Achieving the ideal figure, that is the dream of many people. They try diets, count calories and live by strict eating rules. But there is another way.
With an intuitive diet, you can eat what you want, without prohibitions. It is important to listen to the natural signals of hunger and satiety. We shed light on how intuitive eating works and how to actually achieve intuitive eating.
What exactly does intuitive eating mean?
Intuitive eating means listening to your body and knowing its signals. The term “self-esteem” is highly valued in this diet. The model was developed in 1995 by dieticians Evelyn Tribole and Elyse Resch from the USA.
Photo series with 10 photos.
There are no dietary rules for intuitive eaters. By working with their own hunger and fullness cues, they instinctively know what they need and when.
Eating intuitively means: eat only when you are hungry and stop eating when you feel full.
A host of studies have now confirmed that intuitive eating has many benefits, including higher self-esteem, better body image, increased well-being, and a lower rate of eating disorders.
The most important rules for intuitive eating
- Hungry: Eat when you are physically hungry.
- No prohibitions: Eat what tastes good and is good for you. So enjoy chocolate, but eat it mindfully and not out of frustration or stress.
- Without bad conscience: Eat slowly and eat mindfully.
- Feeling full: Stop eating when you are comfortably full. The stomach should not hurt or feel tight.
- Self love and mindfulness: Respect and accept your body. Be grateful that your body takes you everywhere.
- Staying healthy: Maintaining good health should be the ultimate goal, not the ideal of where you want to trim your body.
- Be active: Exercise keeps the body and mind vital and healthy.
What foods are allowed and which are prohibited?
With intuitive eating, there are basically no rules about what foods to eat and what not to eat. Of course, it’s not just about eating chocolate all day. But it is not prohibited either.
The body instinctively knows what food it needs and when. And the more you practice intuitive eating, the more natural the desire for nutritious, unprocessed food becomes.
Typical signs of hunger
they are stomach growling, loss of concentration, restlessness and mood swings.
Typical saturation signals
They are a pleasant feeling in the stomach, less appetite, a feeling of fullness and tiredness.
This is how weight loss works with intuitive eating
By eating intuitively, you trust that your body is smarter than anyone else diet. Once you’ve learned how to interpret your hunger and fullness signals correctly, your (emotional) binge eating will also decrease. Y: You stop eating when you are comfortably full. That Lose weight it becomes secondary and happens automatically as you learn to develop a normal and healthy relationship with food.

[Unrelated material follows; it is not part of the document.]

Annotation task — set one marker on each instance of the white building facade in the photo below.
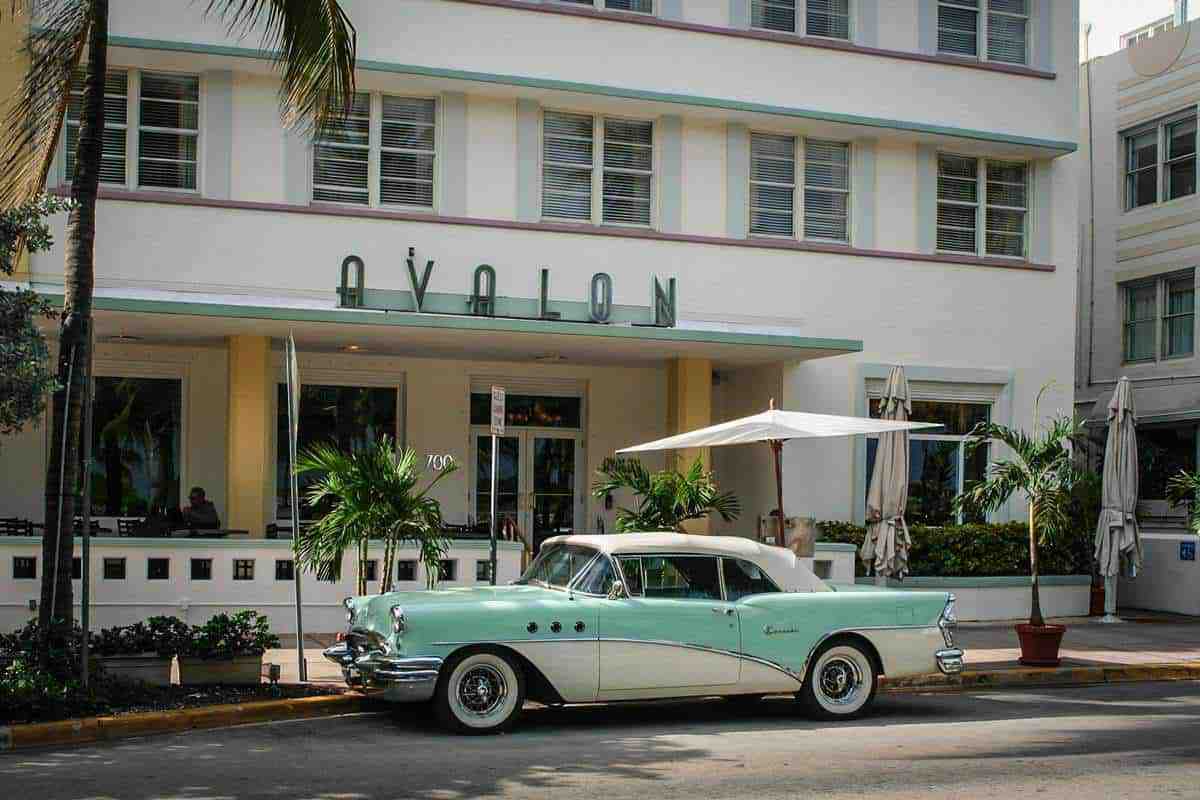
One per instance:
(642, 217)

But how do you manage not to eat a well-laden plate of deliciousness even though you’re already full? “By taking the time to eat and seeing it as a whole activity,” says Mareike Awe, physician and author of the book Feel-Good Weight.
As an exercise, he recommends having a proper meal. “The important thing is to focus on avoiding distractions and putting your knife and fork aside from time to time.” So you can feel when the feeling of satiety really sets in.
Sometimes the obstacles of everyday life get in the way. What if you’re not hungry at the appointed time? Awe says: “With a little practice, you can plan it.” For example, if the whole family eats at 6:00 pm and is hungry an hour before, Awe suggests that he can bridge the gap with some nuts or another small snack. After that, you can look forward to a meal together.
Important note: The information is in no way a substitute for professional advice or treatment by trained and recognized physicians. The content of t-online cannot and should not be used to make diagnoses or initiate treatment independently.